Superconducting gap within a modified interlayer tunneling model

TL;DR

This paper introduces a modified interlayer tunneling model with interlayer single particle hopping and pseudogap effects to better describe cuprate superconductors, successfully matching experimental data and predicting new behaviors.

Contribution

The paper develops a phenomenological model incorporating pseudogap effects into interlayer hopping, explaining experimental observations and predicting T_c behavior variations.

Findings

Absence of bilayer splitting in layered cuprates.

Successful reproduction of the temperature dependence of the superconducting gap.

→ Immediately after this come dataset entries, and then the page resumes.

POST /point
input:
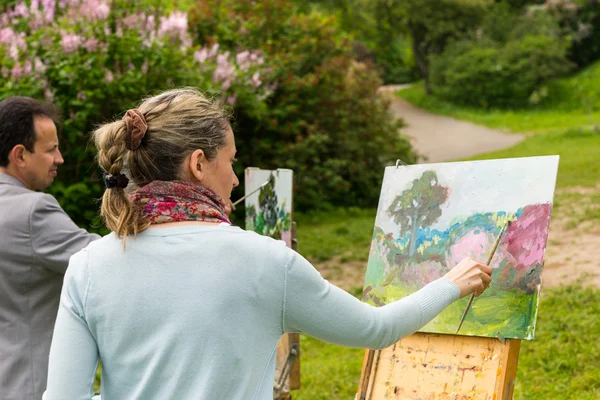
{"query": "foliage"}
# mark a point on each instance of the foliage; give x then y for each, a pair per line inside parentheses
(95, 59)
(325, 120)
(491, 76)
(433, 24)
(581, 22)
(373, 34)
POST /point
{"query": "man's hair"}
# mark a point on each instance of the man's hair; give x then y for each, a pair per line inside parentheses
(16, 123)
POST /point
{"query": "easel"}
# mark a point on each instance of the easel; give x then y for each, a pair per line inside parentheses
(287, 363)
(441, 367)
(288, 356)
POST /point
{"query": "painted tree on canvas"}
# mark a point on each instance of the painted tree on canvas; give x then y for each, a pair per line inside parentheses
(270, 219)
(418, 206)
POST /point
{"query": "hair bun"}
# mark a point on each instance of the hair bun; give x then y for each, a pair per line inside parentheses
(136, 128)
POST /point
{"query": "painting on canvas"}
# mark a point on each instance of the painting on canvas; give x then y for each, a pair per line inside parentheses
(431, 216)
(269, 209)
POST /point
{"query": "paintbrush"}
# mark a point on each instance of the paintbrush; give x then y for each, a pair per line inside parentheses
(238, 201)
(489, 260)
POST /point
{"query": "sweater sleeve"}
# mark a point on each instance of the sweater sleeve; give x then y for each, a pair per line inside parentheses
(55, 237)
(73, 353)
(315, 307)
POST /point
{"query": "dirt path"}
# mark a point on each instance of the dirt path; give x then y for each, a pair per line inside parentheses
(439, 138)
(572, 254)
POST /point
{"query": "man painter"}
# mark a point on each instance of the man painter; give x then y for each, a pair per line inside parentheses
(37, 238)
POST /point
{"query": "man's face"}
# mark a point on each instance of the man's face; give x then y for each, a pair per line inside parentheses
(41, 165)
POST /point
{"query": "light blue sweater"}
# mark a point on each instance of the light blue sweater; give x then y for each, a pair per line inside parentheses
(195, 312)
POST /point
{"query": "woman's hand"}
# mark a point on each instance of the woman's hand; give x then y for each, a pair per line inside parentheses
(470, 276)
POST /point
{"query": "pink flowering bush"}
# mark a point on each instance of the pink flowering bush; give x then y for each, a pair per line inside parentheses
(96, 58)
(324, 118)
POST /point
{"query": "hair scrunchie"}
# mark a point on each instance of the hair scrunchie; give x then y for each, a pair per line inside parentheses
(136, 128)
(115, 180)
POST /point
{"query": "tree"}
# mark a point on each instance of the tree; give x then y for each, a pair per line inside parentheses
(418, 206)
(432, 24)
(267, 203)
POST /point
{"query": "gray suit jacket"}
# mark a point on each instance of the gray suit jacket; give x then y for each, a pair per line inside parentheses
(37, 239)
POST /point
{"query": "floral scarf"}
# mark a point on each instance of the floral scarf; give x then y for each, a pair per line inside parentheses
(172, 201)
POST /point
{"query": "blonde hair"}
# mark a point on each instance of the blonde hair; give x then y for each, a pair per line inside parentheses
(178, 122)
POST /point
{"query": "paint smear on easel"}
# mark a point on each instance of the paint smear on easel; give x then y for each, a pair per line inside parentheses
(432, 216)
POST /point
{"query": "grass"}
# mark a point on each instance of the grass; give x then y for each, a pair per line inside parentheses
(562, 361)
(578, 150)
(345, 232)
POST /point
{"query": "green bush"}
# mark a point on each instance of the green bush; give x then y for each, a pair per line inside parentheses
(498, 76)
(325, 120)
(582, 24)
(95, 59)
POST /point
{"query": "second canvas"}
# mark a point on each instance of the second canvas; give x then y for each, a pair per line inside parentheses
(431, 216)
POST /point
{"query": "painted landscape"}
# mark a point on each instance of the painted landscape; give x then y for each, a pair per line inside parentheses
(432, 216)
(269, 211)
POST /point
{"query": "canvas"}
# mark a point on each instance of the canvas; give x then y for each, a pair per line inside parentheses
(431, 216)
(269, 209)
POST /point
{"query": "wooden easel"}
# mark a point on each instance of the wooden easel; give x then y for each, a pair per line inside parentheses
(287, 361)
(287, 365)
(431, 366)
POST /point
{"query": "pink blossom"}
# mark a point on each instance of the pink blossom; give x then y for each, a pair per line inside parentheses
(226, 84)
(224, 72)
(242, 57)
(17, 72)
(255, 80)
(21, 10)
(91, 45)
(48, 94)
(13, 52)
(243, 60)
(201, 55)
(39, 67)
(27, 68)
(70, 42)
(175, 27)
(231, 99)
(7, 35)
(213, 50)
(49, 7)
(257, 58)
(94, 10)
(108, 77)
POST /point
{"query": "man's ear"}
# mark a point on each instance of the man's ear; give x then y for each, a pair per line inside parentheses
(17, 155)
(198, 165)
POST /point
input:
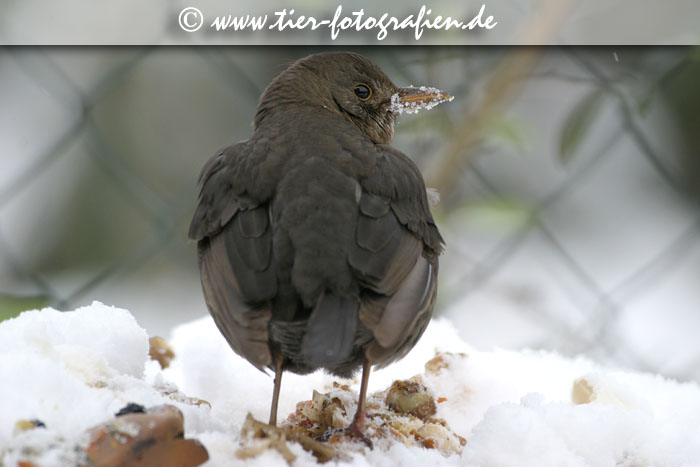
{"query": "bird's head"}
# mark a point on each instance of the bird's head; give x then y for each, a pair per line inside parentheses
(348, 85)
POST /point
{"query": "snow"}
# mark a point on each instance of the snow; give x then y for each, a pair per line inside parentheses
(74, 370)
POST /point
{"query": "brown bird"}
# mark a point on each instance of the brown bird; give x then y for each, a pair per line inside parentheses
(315, 240)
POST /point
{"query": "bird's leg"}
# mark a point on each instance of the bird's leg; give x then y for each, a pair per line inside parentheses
(357, 426)
(276, 392)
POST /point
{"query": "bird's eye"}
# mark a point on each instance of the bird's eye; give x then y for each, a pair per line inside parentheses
(363, 91)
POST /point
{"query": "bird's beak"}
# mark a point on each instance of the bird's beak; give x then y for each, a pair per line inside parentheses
(412, 99)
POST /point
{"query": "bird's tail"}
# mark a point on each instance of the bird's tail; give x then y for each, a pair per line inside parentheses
(331, 330)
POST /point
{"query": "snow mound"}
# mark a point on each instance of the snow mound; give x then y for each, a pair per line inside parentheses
(73, 370)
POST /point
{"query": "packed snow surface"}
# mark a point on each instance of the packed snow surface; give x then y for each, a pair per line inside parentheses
(73, 370)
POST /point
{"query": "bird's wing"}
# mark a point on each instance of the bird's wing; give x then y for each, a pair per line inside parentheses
(395, 256)
(234, 239)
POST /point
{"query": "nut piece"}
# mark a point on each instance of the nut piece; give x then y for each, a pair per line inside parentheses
(412, 398)
(143, 439)
(160, 351)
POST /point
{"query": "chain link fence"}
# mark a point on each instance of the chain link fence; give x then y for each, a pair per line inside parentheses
(567, 179)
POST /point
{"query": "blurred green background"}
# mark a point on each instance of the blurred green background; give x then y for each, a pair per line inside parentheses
(569, 181)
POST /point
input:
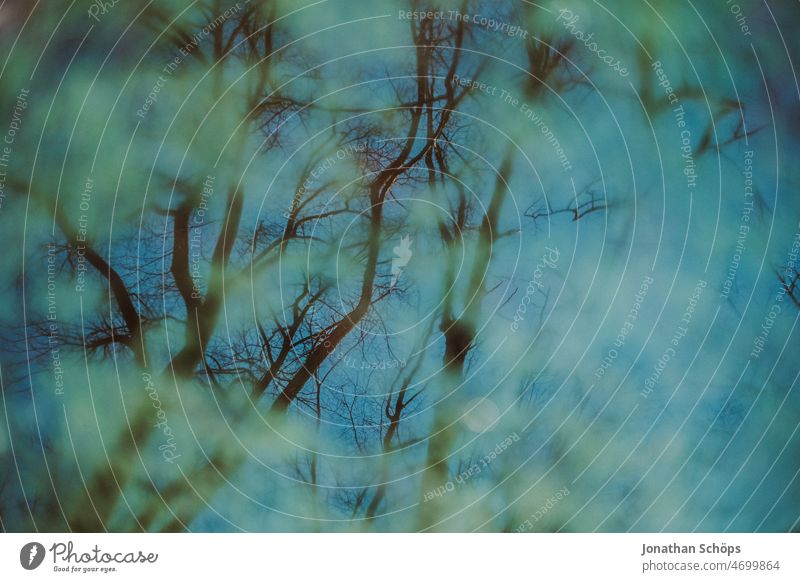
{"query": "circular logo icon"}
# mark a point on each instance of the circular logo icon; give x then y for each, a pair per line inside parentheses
(31, 555)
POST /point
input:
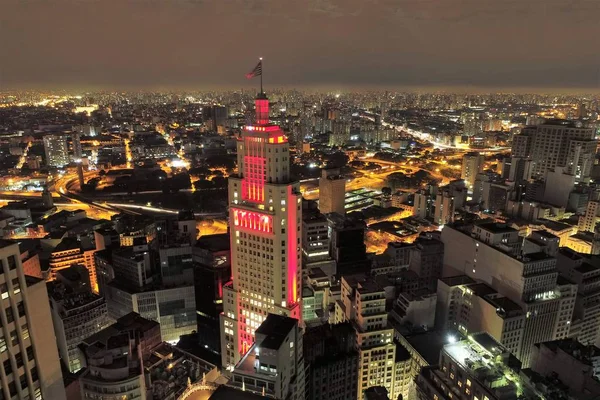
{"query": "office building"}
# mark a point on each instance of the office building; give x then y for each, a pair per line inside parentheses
(587, 222)
(163, 293)
(315, 237)
(274, 364)
(416, 308)
(347, 244)
(557, 143)
(115, 358)
(56, 150)
(479, 368)
(583, 271)
(29, 352)
(76, 314)
(212, 270)
(265, 210)
(491, 253)
(471, 166)
(444, 207)
(69, 252)
(576, 365)
(332, 191)
(363, 303)
(331, 358)
(427, 260)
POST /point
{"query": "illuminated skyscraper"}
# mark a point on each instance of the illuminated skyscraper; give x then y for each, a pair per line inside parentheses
(265, 214)
(57, 151)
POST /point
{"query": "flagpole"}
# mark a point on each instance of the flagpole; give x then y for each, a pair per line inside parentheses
(261, 74)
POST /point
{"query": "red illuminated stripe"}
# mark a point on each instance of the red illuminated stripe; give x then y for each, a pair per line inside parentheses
(292, 244)
(252, 220)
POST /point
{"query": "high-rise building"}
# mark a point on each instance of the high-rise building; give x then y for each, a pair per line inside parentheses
(444, 207)
(587, 222)
(332, 359)
(76, 144)
(212, 270)
(363, 303)
(347, 244)
(164, 293)
(491, 253)
(31, 365)
(76, 316)
(265, 210)
(315, 237)
(427, 260)
(471, 166)
(274, 364)
(479, 368)
(557, 143)
(115, 359)
(332, 192)
(56, 150)
(583, 271)
(574, 364)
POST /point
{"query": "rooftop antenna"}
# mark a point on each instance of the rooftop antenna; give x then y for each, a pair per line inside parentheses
(257, 71)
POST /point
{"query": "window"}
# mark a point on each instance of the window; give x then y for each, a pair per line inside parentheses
(25, 332)
(7, 367)
(12, 262)
(16, 286)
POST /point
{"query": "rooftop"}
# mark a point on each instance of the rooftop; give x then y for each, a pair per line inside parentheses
(228, 393)
(495, 227)
(214, 243)
(275, 328)
(457, 280)
(575, 349)
(428, 345)
(6, 243)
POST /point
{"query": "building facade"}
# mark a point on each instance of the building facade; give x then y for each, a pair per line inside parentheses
(56, 150)
(266, 228)
(29, 354)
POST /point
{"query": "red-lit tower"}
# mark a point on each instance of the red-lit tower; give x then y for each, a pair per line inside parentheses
(265, 214)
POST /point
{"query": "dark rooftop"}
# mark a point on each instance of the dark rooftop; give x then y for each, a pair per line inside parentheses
(68, 243)
(275, 328)
(227, 393)
(457, 280)
(495, 227)
(586, 267)
(428, 345)
(401, 353)
(214, 243)
(6, 243)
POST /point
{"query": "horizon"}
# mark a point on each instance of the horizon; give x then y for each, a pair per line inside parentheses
(469, 45)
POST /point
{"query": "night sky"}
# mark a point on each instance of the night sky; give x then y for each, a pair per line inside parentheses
(206, 44)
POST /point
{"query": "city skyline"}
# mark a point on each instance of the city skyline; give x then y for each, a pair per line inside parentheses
(473, 46)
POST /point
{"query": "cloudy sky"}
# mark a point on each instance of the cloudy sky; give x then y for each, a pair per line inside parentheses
(203, 44)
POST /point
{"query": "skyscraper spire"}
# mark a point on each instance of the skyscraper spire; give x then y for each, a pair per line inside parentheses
(265, 214)
(257, 71)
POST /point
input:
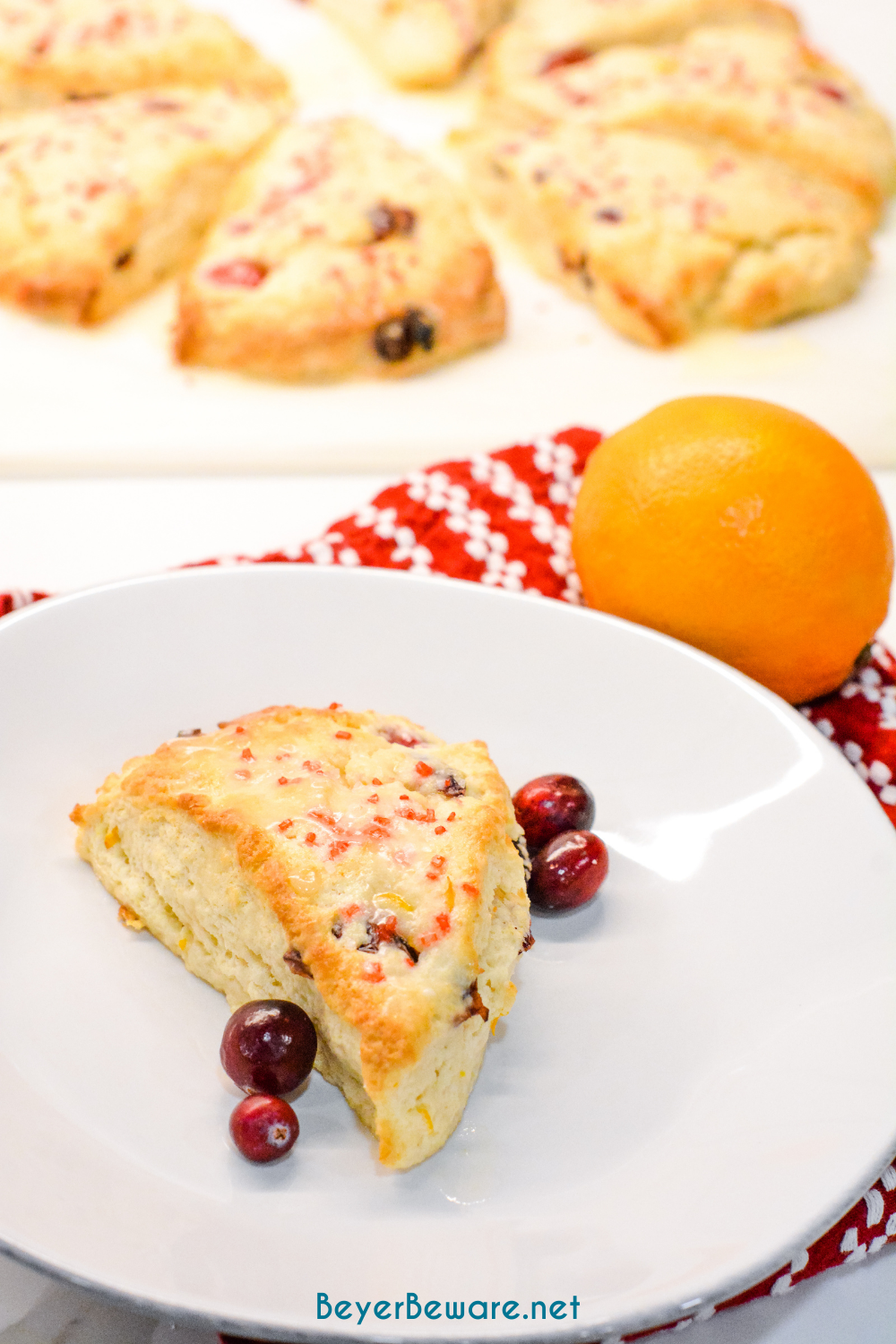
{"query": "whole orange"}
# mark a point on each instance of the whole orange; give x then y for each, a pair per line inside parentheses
(742, 529)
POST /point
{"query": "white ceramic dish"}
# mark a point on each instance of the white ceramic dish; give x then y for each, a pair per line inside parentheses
(110, 401)
(688, 1089)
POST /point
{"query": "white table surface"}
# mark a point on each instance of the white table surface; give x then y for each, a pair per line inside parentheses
(67, 534)
(109, 401)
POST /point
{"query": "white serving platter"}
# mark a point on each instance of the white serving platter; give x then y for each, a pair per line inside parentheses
(692, 1085)
(109, 401)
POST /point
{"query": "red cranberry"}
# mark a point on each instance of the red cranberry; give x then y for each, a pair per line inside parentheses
(568, 871)
(263, 1128)
(549, 806)
(269, 1046)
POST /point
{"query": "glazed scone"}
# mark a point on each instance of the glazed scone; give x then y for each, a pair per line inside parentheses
(102, 199)
(351, 863)
(668, 237)
(339, 253)
(51, 50)
(417, 43)
(544, 34)
(756, 88)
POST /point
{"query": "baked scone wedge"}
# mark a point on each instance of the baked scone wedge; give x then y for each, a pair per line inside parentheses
(351, 863)
(53, 50)
(102, 199)
(667, 237)
(758, 88)
(417, 43)
(339, 253)
(546, 34)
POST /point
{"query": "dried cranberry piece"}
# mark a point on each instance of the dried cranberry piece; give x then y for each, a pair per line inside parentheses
(571, 56)
(401, 737)
(241, 271)
(392, 220)
(422, 330)
(397, 336)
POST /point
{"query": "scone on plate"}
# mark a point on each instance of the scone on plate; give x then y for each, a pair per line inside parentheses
(51, 50)
(102, 199)
(351, 863)
(544, 34)
(339, 253)
(759, 89)
(665, 237)
(417, 43)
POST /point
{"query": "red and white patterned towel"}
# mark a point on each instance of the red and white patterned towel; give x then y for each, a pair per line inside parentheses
(503, 519)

High ratio of superconducting gap to T_c consistent with experiments.

Abstract

A modified version of the interlayer tunneling model, including interlayer single particle hopping (ISPH), is considered as a phenomenological model to describe cuprate superconductors. The effective ISPH (t_\perp^{eff}) is taken along with a probability factor P, that involves the normal state pseudogap (E_g). This makes t_\perp^{eff} to mimic experimental observations that, ISPH is small in the underdoped regime and increases towards overdoping. Within the modified model, we establish the absence of bilayer splitting as observed in case of layered cuprates. Transition temperature (T_c) and the superconducting gap are calculated. A match, to the T-dependent superconducting gap data from experiment, is obtained and high values of the ratio of the superconducting gap to T_c are recovered. Depending on the values of E_g, T_c as a function of interlayer coupling shows mixed behaviour. This is a prediction and can be checked further.